Saya tidak tahu sebelumnya, ternyata di area Ninnenzaka ada sebuah rumah yang terkenal, yang merupakan bekas kediaman Yumeji Takehisa (1884-1934) yang merupakan seorang pelukis dan penyair terkenal di Jepang. Wah, kalau sudah tahu, pasti saya akan mencari rumah itu.

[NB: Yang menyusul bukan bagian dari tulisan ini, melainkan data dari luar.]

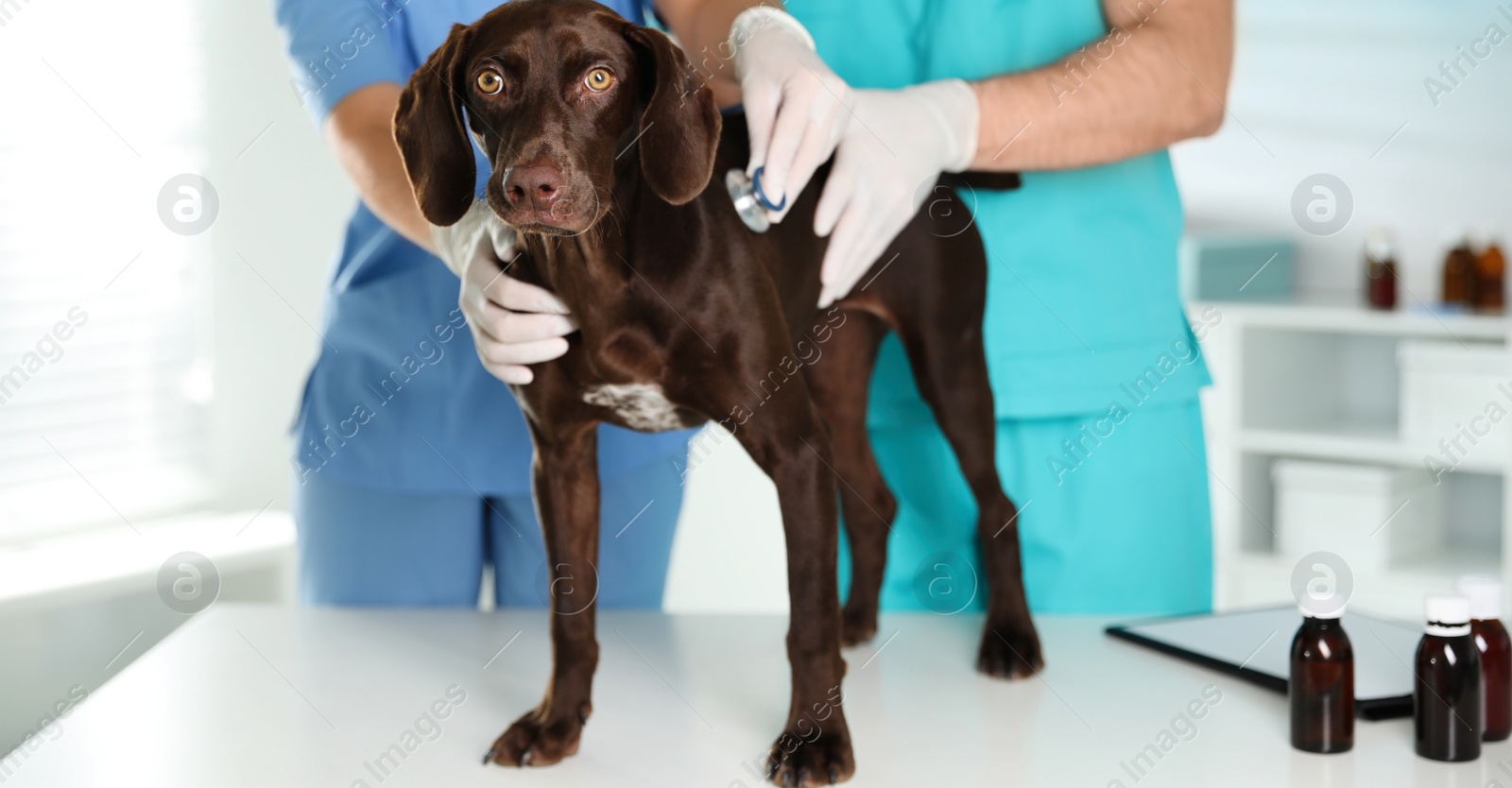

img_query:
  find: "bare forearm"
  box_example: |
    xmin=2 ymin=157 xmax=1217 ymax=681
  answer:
xmin=325 ymin=83 xmax=434 ymax=251
xmin=972 ymin=0 xmax=1234 ymax=171
xmin=655 ymin=0 xmax=782 ymax=108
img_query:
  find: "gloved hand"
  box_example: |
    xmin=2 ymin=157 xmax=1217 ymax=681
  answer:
xmin=814 ymin=78 xmax=978 ymax=309
xmin=431 ymin=199 xmax=577 ymax=385
xmin=729 ymin=6 xmax=852 ymax=222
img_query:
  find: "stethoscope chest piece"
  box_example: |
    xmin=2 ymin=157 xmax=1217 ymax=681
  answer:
xmin=724 ymin=166 xmax=788 ymax=233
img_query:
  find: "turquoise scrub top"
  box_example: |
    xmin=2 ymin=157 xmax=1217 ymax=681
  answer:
xmin=788 ymin=0 xmax=1210 ymax=423
xmin=788 ymin=0 xmax=1212 ymax=614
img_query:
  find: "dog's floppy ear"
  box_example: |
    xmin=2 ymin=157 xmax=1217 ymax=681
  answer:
xmin=625 ymin=26 xmax=720 ymax=206
xmin=393 ymin=25 xmax=478 ymax=227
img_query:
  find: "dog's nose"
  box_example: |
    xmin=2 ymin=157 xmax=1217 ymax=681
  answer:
xmin=504 ymin=163 xmax=562 ymax=211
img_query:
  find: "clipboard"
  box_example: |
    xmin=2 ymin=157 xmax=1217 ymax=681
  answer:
xmin=1107 ymin=605 xmax=1423 ymax=720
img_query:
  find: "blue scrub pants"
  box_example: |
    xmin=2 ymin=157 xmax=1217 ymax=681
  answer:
xmin=293 ymin=458 xmax=686 ymax=608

Malam yang semakin gelap, memaksa saya untuk meninggalkan Kawasan Ninnenzaka dan Sannenzaka.
Note:
Menurut bukti arkeologi, Pagoda Yasaka berdiri pada abad ke-7, namun tanggal pendiriannya masih menjadi perdebatan. Apakah didirikan pada masa pemerintahan Pangeran Shotoku atau pada tahun ke-6 periode Tenmu (678 M). Perdebatan tersebut juga meliputi faktor sejarah karena Yasaka Pagoda berdiri di antara Kuil Shinto Gion dan kuil Buddha Kiyomizu-dera yang mengakibatkan pagoda tersebut dibakar pada bulan Mei 1170. Dan dibangun kembali pada tahun 1191 dengan bantuan dana dari bangsawan Kawachi Genji Minamoto no Yoritomo. Pada tahun 1240, pendeta kepala kuil Buddha di dekat Yasaka Pagoda, Kennin-ji, menghubungkan Yasaka Pagoda dengan Buddhisme Zen yang menjadi sebutan resmi Yasaka Pagoda hingga saat ini.